Clavos para añorar
"Vuelvo vencido a la casita de mis viejos" -me susurra el tango al oído. Camino por las mismas piezas donde viví mi niñez/infancia/juventud y me encuentro con esas señales que el tiempo no ha logrado destruir, aunque se han hecho notables arreglos, mejorando la calidad de vida de mis familiares, que aún tienen el privilegio de habitarla.
Reconocí algunas cosas que volvieron a ser familiares y me llenaron la memoria de emociones. Desconocí otras, obviamente.
Pero en el patio, aún permanece "el clavo del pescado". Como en todas las casas de antaño, había un clavo donde se colgaban las colleras de jureles para pelarlos. Era tarea de hacer en casa y se cumplía con esmerado afán. Cientos de jureles, cabrillas, toyos y dorados, pendieron de ese clavo incrustado en la pared, mientras se les descamaba o se les arrancaba la piel a tirones, pero con ciertos niveles de maestría.
Pendiendo de una viga, oxidado pero vigente aún, el clavo en que por años estuvo colgada "la carnicera", especie de jaula de malla muy fina, donde se guardaba la carne. No había refrigeradores en aquel tiempo y -en la mayoría de las casas- las carnes quedaban a buen recaudo, evitando la frecuente amenaza de los gatos. Recuerdo que allí estaban los "bisteques" para el día siguiente y los huesos para la cazuela, expuestos al aire, que contribuía en cierta manera a conservar esos apetecidos trozos.

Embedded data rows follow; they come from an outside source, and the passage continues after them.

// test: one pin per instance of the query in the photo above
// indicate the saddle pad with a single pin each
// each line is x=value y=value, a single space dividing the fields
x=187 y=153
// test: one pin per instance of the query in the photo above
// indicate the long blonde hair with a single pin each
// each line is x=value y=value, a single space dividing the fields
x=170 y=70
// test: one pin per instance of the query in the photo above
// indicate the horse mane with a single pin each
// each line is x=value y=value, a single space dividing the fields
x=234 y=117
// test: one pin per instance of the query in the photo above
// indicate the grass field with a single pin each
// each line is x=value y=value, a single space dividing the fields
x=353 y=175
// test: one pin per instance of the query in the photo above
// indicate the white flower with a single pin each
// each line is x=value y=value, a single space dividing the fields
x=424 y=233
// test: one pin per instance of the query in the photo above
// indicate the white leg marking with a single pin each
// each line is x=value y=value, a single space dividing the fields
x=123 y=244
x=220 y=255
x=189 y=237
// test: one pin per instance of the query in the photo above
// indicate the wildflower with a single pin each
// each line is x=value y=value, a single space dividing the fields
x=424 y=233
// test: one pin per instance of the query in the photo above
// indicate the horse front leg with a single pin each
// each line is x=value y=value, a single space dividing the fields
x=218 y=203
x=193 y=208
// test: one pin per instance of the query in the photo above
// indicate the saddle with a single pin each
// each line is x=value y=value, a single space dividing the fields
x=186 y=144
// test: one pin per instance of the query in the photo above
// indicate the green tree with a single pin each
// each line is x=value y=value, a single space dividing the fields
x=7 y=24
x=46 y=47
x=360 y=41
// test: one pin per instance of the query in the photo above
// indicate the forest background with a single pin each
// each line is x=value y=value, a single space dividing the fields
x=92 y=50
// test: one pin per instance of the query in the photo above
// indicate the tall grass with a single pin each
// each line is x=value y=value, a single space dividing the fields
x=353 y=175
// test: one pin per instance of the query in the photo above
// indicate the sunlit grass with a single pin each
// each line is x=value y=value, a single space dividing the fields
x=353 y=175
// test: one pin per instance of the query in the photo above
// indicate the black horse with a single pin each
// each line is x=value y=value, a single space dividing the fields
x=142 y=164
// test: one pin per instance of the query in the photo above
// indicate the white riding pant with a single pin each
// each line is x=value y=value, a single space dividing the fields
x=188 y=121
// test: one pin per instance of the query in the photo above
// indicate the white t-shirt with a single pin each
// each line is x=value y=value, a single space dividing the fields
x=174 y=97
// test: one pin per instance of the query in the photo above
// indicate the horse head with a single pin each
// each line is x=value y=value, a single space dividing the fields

Y en el mismo lugar de siempre, en lo que fue el dormitorio de los abuelos, el clavo donde estuvo el "irrigador", con el que la abuela nos hacía "lavativas", cada vez que teníamos "sucio el estómago".
¡Cómo me abordan las emociones, cuando vuelvo a la casa de mis viejos…! Ya no están los vecinos y escasean los amigos. Seguramente, me está esperando allá, en el lugar del reencuentro eterno. Me llevan la delantera, qué duda cabe. Mientras tanto, no dejo de atesorar aquellos lugares que me vieron crecer, a los que regreso cada vez con más canas y profundos surcos en la piel.